# Holiday Inn Club Vacations- Orange Lake Resort  (Weeks)



## TamaraQT (Nov 29, 2017)

Hello All....I am considering a purchase on resale market for Orange Lake.  The deed states Week 23 which is an early June week. My family usual travels in July and/or August.  For those that own at Orange Lake, is it easy to trade/book my week 23 to a week in mid-July to late August?  Does a week 23 have any blackout dates/periods besides 4th of July?


----------



## tschwa2 (Nov 29, 2017)

Orange Lake is a fixed week resort.  If you  want to stay a different week you would have to deposit and then exchange through RCI paying any applicable exchange fees.  You would have no more priority or discounts staying at Orange Lake than if you owned elsewhere.  It is unwise to buy an Orange Lake week that you won't use regularly yourself.
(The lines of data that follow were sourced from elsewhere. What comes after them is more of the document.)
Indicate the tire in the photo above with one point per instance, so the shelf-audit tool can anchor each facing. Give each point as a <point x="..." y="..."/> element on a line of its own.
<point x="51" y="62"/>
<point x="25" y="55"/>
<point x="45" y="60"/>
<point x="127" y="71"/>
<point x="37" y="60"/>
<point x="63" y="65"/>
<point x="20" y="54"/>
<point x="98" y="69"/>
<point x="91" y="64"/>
Also a week 23 probably gets fewer tpu's than you would need to exchange into a July week.


----------



## TamaraQT (Nov 29, 2017)

Thanks.  Another owner advised the same thing.  I am surprised Orange Lake doesnt allow you to change your week.  I just want to travel later than week #23 but to have a week at River Island during a summer month is what I am looking for.  Sounds like I need to let this pass me by.


----------



## tschwa2 (Nov 29, 2017)

They do let you change your week if you are a points member with HICV.  If you are a resale weeks owner, they don't care to make it easier or more flexible unless you are will to make a retail purchase to enroll your deeded week.  Fixed weeks can work out well if you have a fixed week you actually like.  It's nice to know that you will have the location/unit and week without have to reserve a week if you know that you want to visit the same resort, at the same time each year.  More popular fixed weeks will be slightly harder to find and you might not get a prime week for free with free usage thrown in like you can find for the off season weeks but they are findable and still should be priced reasonably.  River Island is going to be harder to find during prime time than the other villages.


----------



## TamaraQT (Nov 29, 2017)

Ok....I just found the answer to my question.  The most recent handbook i see online for owners is the 2010 handbook and on page 35-36 it states "Same place, different time". Meaning you can reserve 12 to 10 months prior to go to your home resort on a different week than scheduled.  It doesnt mention any deposits with RCI.  In fact, RCI is an option to join not mandatory. I just want to change my week at my home resort. Not to use for trading power.  I dont want to trade.


----------



## tschwa2 (Nov 29, 2017)

If y


TamaraQT said:


> Ok....I just found the answer to my question.  The most recent handbook i see online for owners is the 2010 handbook and on page 35-36 it states "Same place, different time". Meaning you can reserve 12 to 10 months prior to go to your home resort on a different week than scheduled.  It doesnt mention any deposits with RCI.  In fact, RCI is an option to join not mandatory. I just want to change my week at my home resort. Not to use for trading power.  I dont want to trade.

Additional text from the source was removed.